About Chronic Hepatitis B Virus (HBV) Infection
Hepatitis B virus (HBV) is the world’s most common serious liver
infection and affects an estimated 292 million people worldwide.2
According to the Hepatitis B Foundation, 30 million people become
newly infected with HBV each year, and it is estimated that more
than 880,000 people die annually from hepatitis B and related
complications such as liver cancer.3
About RG6346
RG6346 is an investigational GalXC™ RNAi therapeutic candidate
in development in collaboration with Roche for the treatment of
chronic hepatitis B virus (HBV) infection. Dicerna is currently
conducting a Phase 1 proof-of-concept trial of RG6346 in adult
patients with non-cirrhotic chronic HBV infection. Current
therapies for HBV, such as nucleos(t)ide analogs, can provide
long-term viral suppression if taken continuously, but they rarely
lead to long-term functional cures, as measured by the clearance of
HBV surface antigen (HBsAg) and sustained HBV deoxyribonucleic acid
(DNA) suppression in patient plasma or blood. By contrast, RG6346
is designed to employ RNAi to knock down selectively specific genes
involved in the creation of HBV messenger RNA (mRNA) and the entry
of the virus into liver cells. Preclinical data have demonstrated
greater than 99.9% reduction in circulating HBsAg, as observed in
mouse models of HBV infection. Unlike current therapies that
typically provide long-term suppression of the virus, we believe
RG6346 has the potential to provide a functional cure as part of a
combination regimen for patients living with chronic HBV.
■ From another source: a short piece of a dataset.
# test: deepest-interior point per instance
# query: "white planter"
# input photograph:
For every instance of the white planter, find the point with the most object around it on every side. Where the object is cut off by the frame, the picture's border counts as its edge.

About the GalXC™ RNAi Technology Platform
Dicerna’s proprietary RNA interference (RNAi) technology
platform, called GalXC™, aims to advance the development of
next-generation RNAi-based therapies designed to silence
disease-driving genes in the liver. GalXC-based compounds enable
subcutaneous delivery of RNAi therapies that are designed to bind
specifically to receptors on liver cells, leading to
internalization and access to the RNAi machinery within the cells.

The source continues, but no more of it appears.